I've got some problems trying to delete from my string a subsequence \u000
.
Firstly, I read bytes [] from my file into string by String str = new String(bytes, "UTF8");
then I get the str
which equals \u0004Word
which means 4Word
. 4
is length of word Word
. So now I need to convert it to regular 4Words
. replaceAll("\u000", "");
, replaceALL("\\\\u000", "")
etc doesn't work.

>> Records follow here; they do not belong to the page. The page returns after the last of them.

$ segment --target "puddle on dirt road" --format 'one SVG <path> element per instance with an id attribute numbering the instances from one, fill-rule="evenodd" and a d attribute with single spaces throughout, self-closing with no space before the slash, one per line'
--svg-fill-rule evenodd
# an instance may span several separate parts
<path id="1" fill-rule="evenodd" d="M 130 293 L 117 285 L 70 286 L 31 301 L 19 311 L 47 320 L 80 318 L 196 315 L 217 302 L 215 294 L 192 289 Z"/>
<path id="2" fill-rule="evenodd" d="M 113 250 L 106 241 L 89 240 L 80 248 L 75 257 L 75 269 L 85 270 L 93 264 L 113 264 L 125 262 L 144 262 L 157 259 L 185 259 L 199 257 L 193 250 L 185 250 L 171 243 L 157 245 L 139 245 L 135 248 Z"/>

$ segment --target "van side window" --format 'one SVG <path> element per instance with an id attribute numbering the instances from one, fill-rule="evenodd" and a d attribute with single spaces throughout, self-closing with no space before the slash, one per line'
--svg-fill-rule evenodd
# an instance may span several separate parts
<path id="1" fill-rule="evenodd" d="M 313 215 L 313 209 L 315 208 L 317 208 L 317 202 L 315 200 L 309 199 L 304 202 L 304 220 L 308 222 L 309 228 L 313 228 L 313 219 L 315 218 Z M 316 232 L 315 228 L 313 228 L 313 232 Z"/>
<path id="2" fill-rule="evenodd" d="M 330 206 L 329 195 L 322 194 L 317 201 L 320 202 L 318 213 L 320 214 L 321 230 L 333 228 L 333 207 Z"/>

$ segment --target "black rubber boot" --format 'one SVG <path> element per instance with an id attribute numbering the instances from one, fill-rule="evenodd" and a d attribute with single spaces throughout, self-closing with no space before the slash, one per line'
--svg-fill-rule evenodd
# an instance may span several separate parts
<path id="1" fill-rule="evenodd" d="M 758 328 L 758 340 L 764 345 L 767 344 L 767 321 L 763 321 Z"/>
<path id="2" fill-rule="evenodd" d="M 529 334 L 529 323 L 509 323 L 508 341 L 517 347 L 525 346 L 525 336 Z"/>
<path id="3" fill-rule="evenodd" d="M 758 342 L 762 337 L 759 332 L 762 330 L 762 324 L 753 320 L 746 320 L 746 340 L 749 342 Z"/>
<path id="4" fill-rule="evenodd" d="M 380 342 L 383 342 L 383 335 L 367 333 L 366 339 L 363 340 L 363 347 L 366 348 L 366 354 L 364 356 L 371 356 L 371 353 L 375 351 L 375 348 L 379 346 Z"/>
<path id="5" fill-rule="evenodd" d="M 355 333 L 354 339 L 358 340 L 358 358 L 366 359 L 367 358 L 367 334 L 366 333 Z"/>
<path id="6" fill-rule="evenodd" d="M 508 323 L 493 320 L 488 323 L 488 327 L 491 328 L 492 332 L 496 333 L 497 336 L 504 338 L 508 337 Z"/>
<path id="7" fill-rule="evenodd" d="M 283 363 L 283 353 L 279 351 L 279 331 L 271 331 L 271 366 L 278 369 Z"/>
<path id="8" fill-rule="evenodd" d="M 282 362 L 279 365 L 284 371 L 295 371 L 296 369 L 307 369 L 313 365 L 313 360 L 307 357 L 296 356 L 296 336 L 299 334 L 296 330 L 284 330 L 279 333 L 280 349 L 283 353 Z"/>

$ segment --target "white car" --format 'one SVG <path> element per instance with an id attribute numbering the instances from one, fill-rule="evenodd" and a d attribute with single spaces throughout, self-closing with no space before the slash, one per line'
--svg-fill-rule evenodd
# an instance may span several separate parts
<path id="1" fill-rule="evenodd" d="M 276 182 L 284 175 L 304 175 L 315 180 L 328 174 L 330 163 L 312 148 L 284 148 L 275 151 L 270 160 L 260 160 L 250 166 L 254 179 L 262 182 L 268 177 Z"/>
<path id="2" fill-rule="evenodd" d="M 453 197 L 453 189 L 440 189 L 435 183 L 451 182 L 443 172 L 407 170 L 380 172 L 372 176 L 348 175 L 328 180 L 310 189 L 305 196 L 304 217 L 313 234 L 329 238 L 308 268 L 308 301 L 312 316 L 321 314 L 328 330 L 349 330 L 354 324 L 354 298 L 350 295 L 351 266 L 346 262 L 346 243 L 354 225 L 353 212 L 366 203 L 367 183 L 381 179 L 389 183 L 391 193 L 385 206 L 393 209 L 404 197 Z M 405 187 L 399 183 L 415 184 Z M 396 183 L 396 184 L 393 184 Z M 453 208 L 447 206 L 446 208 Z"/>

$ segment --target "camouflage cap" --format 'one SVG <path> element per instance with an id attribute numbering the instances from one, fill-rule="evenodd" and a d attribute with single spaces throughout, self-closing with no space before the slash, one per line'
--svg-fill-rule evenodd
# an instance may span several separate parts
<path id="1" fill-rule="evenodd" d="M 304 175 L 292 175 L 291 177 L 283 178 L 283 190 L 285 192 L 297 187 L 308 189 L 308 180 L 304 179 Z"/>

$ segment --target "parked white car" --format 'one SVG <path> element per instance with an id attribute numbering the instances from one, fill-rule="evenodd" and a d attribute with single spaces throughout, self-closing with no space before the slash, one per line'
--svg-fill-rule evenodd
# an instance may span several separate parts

How to do that?
void FillingStorage() throws Exception{
Path path = Paths.get(System.getProperty("db.file"));//that's my file
byte[] data = Files.readAllBytes(path);
String str = new String(data, "UTF8");
System.out.println(str);
String res = str.replaceAll("I don't know what to write here cos nothing I've tried works");
return;
}
UPDATE!
Firstly, I fill my HashMap with Key -> Value and Key1 -> Value1
. Then I write it in file as bytes.
So when I try to convert it back to string and print it I see: Key Value Key1 Value1
instead of 3Key 5Value 4Key1 6Value1
. But suprisingly if you look at string that I print you will see smth like that: \u0003Key \u0005Value etc...
so looks like that my string contains these numbers but java can't print them.
This is how I write my bytes in file:
DataOutputStream stream = new DataOutputStream(new FileOutputStream(System.getProperty("db.file"), true));
for (Map.Entry<String, String> entry : storage.entrySet()) {
byte[] bytesKey = entry.getKey().getBytes(StandardCharsets.UTF_8);
stream.write((int)bytesKey.length);//it disappears!
stream.write(bytesKey);
byte[] bytesVal = entry.getValue().getBytes(StandardCharsets.UTF_8);
stream.write((Integer)bytesVal.length);//disappears too!
stream.write(bytesVal);
}
stream.close();
First of all, your requirement does not call for regular expressions, so you should have used replace()
instead.
Second, \uxxxx
is character literal syntax in Java, so it is not exactly clear that you actually have the characters \
u
0
0
0
in your string; it would be much more logical that your byte array simply starts with the single byte equal to 4, which is the string length.
In that case you should simply discard the initial byte from the array when converting to String
, using the constructor which accepts offset
and len
arguments.
If you happen to indeed have all those chars in the string, again simply using substring
to get rid of the initial 6 characters should be all you need.